Pengungkapan ini berawal dari laporan seorang ibu yang menyatakan bahwa anaknya meninggalkan rumah tanpa izin dan pergi bersama dengan temannya. Anak ibu itu tak pulang sejak tanggal 1 September lalu.

“Tanggal 24 September 2021 pelapor ibu kandung korban mengetahui ada akun Michat yang menawarkan foto anak korban untuk bisnis prostitusi,” kata Kasubdit Renakta Ditreskrimum Polda Metro Jaya AKBP Pujiyarto dalam keterangannya, Kamis (30/9).

Ibu korban lantas membuat laporan ke Polda Metro Jaya pada Rabu (28/9). Satu hari berselang, polisi langsung menuju ke apartemen yang dimaksud dalam foto yang menawarkan anak sang pelapor dan melakukan penggerebekan.

“Dan mengamankan anak korban yang berinisial MF beserta dengan seorang wanita BO yang masih dibawah umur, serta beberapa orang joki yang menjajakan anak-anak di bawah umur untuk layanan seksual,” tutur Pujiyarto.

Dalam penggerebekan itu, kata Pujiyarto, pihaknya menangkap dua orang muncikari atau joki yang berinisial MG dan DZH.

Selain itu, tiga perempuan di bawah umur yang menjadi korban turut serta diamankan. Yakni, SIR, MF, dan AJ. Lalu, seorang laki-laki berinisial MAS ,16, dan perempuan AP ,18, juga turut diamankan.

Polisi turut menyita beberapa barang bukti dari lokasi kejadian. Antara lain, adalah uang hasil prostitusi online sebesar Rp 600 ribu, dua alat kontrasepsi, handphone, akta kelahiran, serta hasil tangkapan layar pada aplikasi Michat.

Pujiyarto menjelaskan prostitusi online dilakukan dengan modus mengajak perempuan di bawah umur untuk menjadi pacar.

“Dan mengajaknya untuk menginap di apartemen, selanjutnya menawarkan wanita BO, anak bawah umur di media sosial, dengan menggunakan aplikasi Michat,” ucap Pujiyarto.

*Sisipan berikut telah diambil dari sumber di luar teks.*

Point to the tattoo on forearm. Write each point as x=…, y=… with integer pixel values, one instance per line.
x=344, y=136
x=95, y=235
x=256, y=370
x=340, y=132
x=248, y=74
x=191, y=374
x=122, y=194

Saat ini, polisi masih melakukan penyelidikan lebih lanjut terkait kasus prostitusi online ini. Dalam kasus ini, para pelaku dapat dikenakan dengan Pasal 2 UU Nomor 21 tahun 2007 tentang Pemberantasan TPPO dan atau Pasal 76I Jo Pasal 88 UU Nomor 35 Tahun 2014 tentang Perlindungan Anak. (RED)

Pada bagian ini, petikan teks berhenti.